11 Reasons Why YouTube Was Able to Support 100 Million Video Views a Day With Only 9 Engineers

#5: Read Now - YouTube Top 11 Scalability Techniques (6 minutes)

Sep 16, 2023

Get the powerful template to approach system design for FREE on newsletter sign-up:

This post outlines YouTube's scalability in its early days. If you want to learn more, scroll to the bottom and find the references.

Share this post & I'll send you some rewards for the referrals.

February 2005 - California, United States.

3 early employees from PayPal wanted to build a platform to share videos.

They co-founded YouTube in their garage.

Yet they had limited financial resources. So they funded YouTube through credit card debt and infrastructure borrowing. The financial limitations forced them to create innovative scalability techniques.

In the next year, they hit 100 million video views a day. And they did this with only 9 engineers.

YouTube Scalability

Here are the 11 YouTube scalability techniques:

1. Flywheel Effect

They took a scientific approach to scalability: collect and analyze system data.

Scalability loop; YouTube scalability — Scalability Loop

Their workflow was a constant loop: identify and fix bottlenecks.

This approach avoided the need for high-end hardware and reduced hardware costs.

2. Tech Stack

They kept their tech stack simple and used proven technologies.

YouTube tech stack; YouTube Scalability — YouTube Tech Stack

MySQL stored metadata: video titles, tags, descriptions, and user data. Because it was easy to fix issues in MySQL.

Lighttpd web server served video.

Suse Linux as the operating system. They used Linux tools to inspect the system behavior: strace, ssh, rsync, vmstat, and tcpdump.

Python ran on the application server. Because it offered many reusable libraries and they didn’t want to reinvent the wheel. In other words, Python allowed rapid and flexible development. Python was never a bottleneck based on their measurements.

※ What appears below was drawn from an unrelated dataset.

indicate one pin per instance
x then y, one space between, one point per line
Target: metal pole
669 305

Yet they used Python-to-C compiler and C-language extensions to run CPU-intensive tasks.

3. Keep It Simple

They considered software architecture to be the root of scalability. They didn’t follow buzzwords to scale. But kept the architecture simple - making code reviews easier. And it allowed them to rearchitect fast to meet changing needs. For example, they pivoted from a dating site to a video-sharing site.

They kept the network path simple. Because network appliances have scalability limitations.

Hardware costs; YouTube Scalability — Hardware Costs

Also they used commodity hardware. It allowed them to reduce power consumption and maintenance fees - and keep the costs low.

Besides they kept the scale-aware code opaque to application development.

4. Choose Your Battles

They outsourced their problems. Because they wanted to focus on important things. They didn’t have the time or resources to build their infrastructure to serve popular videos. So they put the popular videos on a third-party CDN. The benefits:

Low latency due to fewer network hops from the user
High performance because it served videos from memory
High availability because of automatic replication

They served less popular videos from a colocated data center. And used the software RAID to improve the performance through multi-disk access parallelism. Also tweaked their servers to prevent cache thrashing.

They kept their infrastructure in a colocated data center for 2 reasons. To tweak servers with ease to meet their needs and to negotiate their contracts.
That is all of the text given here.